Wu was a middle child, with two brothers, she was born around the same time as the founding of the Republic of China. Her mother (Funhua Fan) was a teacher, and her father (Zhong-Yi Wu) was an intellectual and engineer, he and Wu were very close. In fact he encouraged her to pursue her education as far as possible, even though women in China were not often encouraged to do so.
Wu’s father opened a school, in which she attended as a young girl until she went to a boarding school in Suzhou, where she graduated at the top of her class in 1929. Then, she attended the National Central University in Nanking, and graduated in 1934 with a degree in Physics.
Wu was inspired by female scientists (Ex. Dr. Marie Curie and Dr. Jing-Wei Gu.)
Dr. Jing-Wei Gu actually mentored Wu and encouraged her to go to the United States to pursue an advanced degree in 1926.
Where she would continue studying at the University of California at Berkeley. Wu worked in Lawrence's Radiation Laboratory, where she got the chance to learn from physicists like J. Rober Oppenheimer. She also studied under Ernest O. Lawrence himself. Graduating and receiving a Ph.D in 1940.

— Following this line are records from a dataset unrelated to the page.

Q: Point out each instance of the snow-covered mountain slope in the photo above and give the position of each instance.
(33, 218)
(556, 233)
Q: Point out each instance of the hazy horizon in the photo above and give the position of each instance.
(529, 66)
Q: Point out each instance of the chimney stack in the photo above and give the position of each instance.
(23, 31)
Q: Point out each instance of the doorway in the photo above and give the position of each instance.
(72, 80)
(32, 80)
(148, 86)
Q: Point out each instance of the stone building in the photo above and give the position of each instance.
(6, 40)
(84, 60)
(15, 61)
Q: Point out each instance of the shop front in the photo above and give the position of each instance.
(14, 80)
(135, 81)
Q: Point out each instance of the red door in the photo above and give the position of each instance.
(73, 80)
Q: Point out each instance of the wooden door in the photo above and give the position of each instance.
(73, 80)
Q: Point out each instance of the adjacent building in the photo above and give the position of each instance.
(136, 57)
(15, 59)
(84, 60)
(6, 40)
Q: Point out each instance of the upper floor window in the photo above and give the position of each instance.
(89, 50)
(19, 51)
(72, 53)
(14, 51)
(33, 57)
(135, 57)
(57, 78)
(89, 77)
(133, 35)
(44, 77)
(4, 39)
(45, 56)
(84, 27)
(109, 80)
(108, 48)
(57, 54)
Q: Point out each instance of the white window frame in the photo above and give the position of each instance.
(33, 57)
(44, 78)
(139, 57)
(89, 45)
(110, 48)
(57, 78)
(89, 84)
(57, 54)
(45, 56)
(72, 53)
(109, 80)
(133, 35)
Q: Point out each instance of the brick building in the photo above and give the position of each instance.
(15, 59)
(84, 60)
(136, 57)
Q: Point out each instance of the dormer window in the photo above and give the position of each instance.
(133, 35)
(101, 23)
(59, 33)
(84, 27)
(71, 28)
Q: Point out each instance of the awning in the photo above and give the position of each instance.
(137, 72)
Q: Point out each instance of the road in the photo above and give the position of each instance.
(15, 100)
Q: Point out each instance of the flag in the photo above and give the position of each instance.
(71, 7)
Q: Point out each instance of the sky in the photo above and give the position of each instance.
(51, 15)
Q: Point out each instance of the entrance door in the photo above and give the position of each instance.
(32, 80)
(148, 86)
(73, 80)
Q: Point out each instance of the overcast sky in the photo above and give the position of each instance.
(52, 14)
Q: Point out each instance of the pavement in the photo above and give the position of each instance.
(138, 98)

In 1942, she married Luke Chia-Liu Yuan, a fellow physicist she met at UC Berkeley. The two moved to the East Coast when Wu got a job teaching physics at Smith College. She then moved to Princeton University the following year, where she would become the first female instructor in the Physics Department.
In 1944, Wu took a job at Columbia University, where she undertook work on radiation detection in the Division of War Research. Wu’s contributions helped determine the process for separating uranium into U-235 and U-238 isotopes by gaseous diffusion, a crucial step in producing uranium in large quantities for the atomic bomb. Her efforts with the project proved invaluable and she remained on the university staff at Columbia after the war, becoming Dupin professor of physics there in 1957.

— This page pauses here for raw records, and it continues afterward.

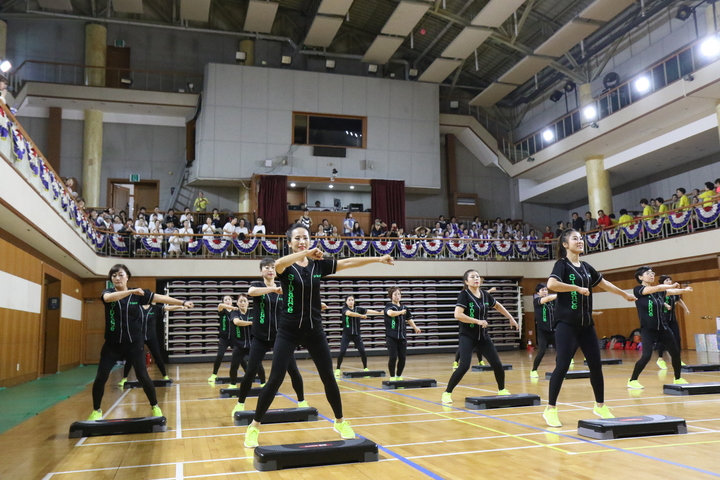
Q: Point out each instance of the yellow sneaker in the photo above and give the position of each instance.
(96, 415)
(603, 412)
(251, 436)
(551, 417)
(344, 429)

In 1956, Wu was approached by colleagues and theoretical physicists, Tsung-Dao Lee of Columbia and Chen Ning Yang of the Institute for Advanced Study, Princeton, New Jersey, who were seeking her expertise in beta decay. They proposed that parity is not conserved for weak nuclear interactions, and with a group of scientists from the National Bureau of Standards, Washington, D.C., Wu tested the proposal by observing the beta particles given off by cobalt-60.

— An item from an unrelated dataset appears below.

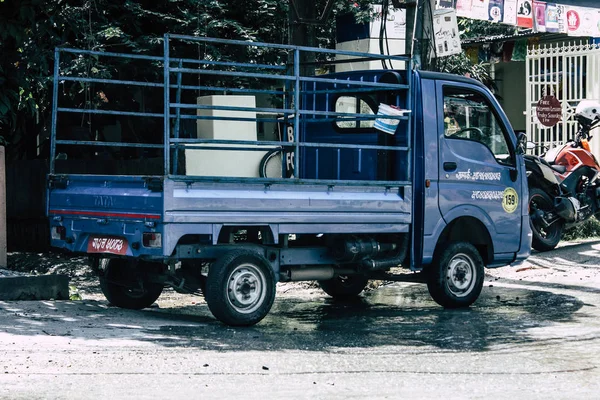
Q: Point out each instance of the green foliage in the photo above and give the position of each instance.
(31, 29)
(460, 64)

Wu observed that there is a preferred direction of emission and therefore, that parity is not conserved for this weak interaction. She announced her results in 1957. Her findings contradicted the law of conservation of parity and supported Chen and Yang’s theory. Both men received a Nobel Prize in Physics in 1957 for their theory. While Wu did not receive the same recognition, in many textbooks it’s referred to as the “Wu experiment.”
In 1958, Wu took a permanent position at Columbia and went on to contribute to the field of medicine, conducting research to help answer important questions about sickle-cell disease. Around this time, Richard P. Feynman and Murray Gell-Mann proposed the conservation of vector current in nuclear beta decay. In 1963, Wu experimentally confirmed this theory in collaboration with two other Columbia University research physicists.
The scope of her contributions touched numerous disciples and Wu was recognized many times for her professional achievements. Wu published a book on Beta Decay in 1965 and it continues to be a reference text for nuclear physicists today.
Wu received the Comstock Prize in Physics (1964), the National Medal of Science (1975), the Wolf Prize in Physics (1978), and she served as the first female president of American Physical Society, and was considered one of the premier experimental physicists in the world.
Altogether, she received more than fifteen major awards, honorary degrees, and held at least a dozen memberships in learned societies. She retired from her professorship at Columbia in 1981.
Chien-Shiung Wu was a trailblazer in a male-dominated field, and with every struggle she faced, she turned them into opportunities to use at her advantage.
Wu died February 16th, 1997, in New York at the age of 84.